To be perfectly honest, I have trouble keeping up with Steve on all of this!
Accessibility Improvements to CES 2025 Videos
We’re testing out an improvement for CES 2025, and that’s to add both a transcript and closed captions to the videos. My thought was that by having so much of the content be video and audio with no real blog post, I’m leaving out the part of the audience who love to read instead. I also wondered whether we could have good closed captions for the videos as well.
The details of how we’re doing the transcripts and closed captions are going to be in a standalone blog post but I’ll give you a little bit of flavor. With the NosillaCast, Chit Chat Across the Pond, and Programming By Stealth, I run the entire audio file through the Auphonic service which does a lot of things to process the audio. But it also gives me a full transcript of the podcast that I link to in the show notes. It generates a summary, and chapter marks for the shows that don’t have them already. I don’t promise any work has been done on this file so you get it for free and maybe it’s great or maybe it’s not.

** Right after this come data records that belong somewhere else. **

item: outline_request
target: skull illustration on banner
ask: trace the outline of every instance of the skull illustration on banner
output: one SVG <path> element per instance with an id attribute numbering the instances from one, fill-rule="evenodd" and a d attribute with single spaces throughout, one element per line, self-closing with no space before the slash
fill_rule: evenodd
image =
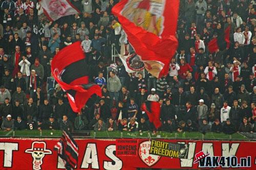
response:
<path id="1" fill-rule="evenodd" d="M 46 143 L 44 141 L 34 141 L 31 148 L 26 150 L 25 153 L 31 154 L 33 160 L 33 169 L 41 169 L 42 159 L 46 154 L 52 154 L 52 151 L 46 149 Z"/>

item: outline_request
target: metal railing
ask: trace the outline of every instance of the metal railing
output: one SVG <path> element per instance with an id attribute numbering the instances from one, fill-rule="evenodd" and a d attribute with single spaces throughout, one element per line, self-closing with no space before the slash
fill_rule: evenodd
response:
<path id="1" fill-rule="evenodd" d="M 231 135 L 223 133 L 206 132 L 131 132 L 127 131 L 74 131 L 72 132 L 74 137 L 82 138 L 161 138 L 191 140 L 256 140 L 256 133 L 235 133 Z M 58 138 L 62 135 L 60 130 L 13 130 L 8 132 L 1 131 L 0 137 L 44 137 Z"/>

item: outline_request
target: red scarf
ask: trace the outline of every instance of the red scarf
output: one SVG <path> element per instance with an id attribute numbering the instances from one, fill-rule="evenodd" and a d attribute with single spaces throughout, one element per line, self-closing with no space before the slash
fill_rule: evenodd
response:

But for these short videos, and maybe for short interviews like when I chat with Pat Dengler or Jill from the Northwoods about a topic, I wanted something a bit more tailored. On the videos today, you’ll see a transcript that I’ve done some tender-loving care to produce but still using somewhat automated tools.
The same software can produce a closed caption file in .srt format that Steve can embed into the YouTube videos. There were some tricky bits in figuring out how to create it in the correct format, the order in which I create the closed captions vs. the transcript, and how Steve would embed it, but I think we have it sorted into a pretty seamless workflow.
Just so I don’t forget what I learned this week, I whipped out my trusty software Folge from folge.me and created a step-by-step guide.
If you like the transcripts and/or the closed captions please do let me know. Heck, if you think they could be better, let me know that too.
Bottom Line
The bottom line is that we had a great time at CES 2025 seeing all of our friends, and we worked really hard to get a lot of fantastic content for you most of which you won’t find elsewhere. Robb Dunewood put it best when he said he wanted to follow us around to see how we do what we do. After observing 3 or 4 interviews in progress he said, “All I need to do is get me a Steve. Maybe AI can make me one.”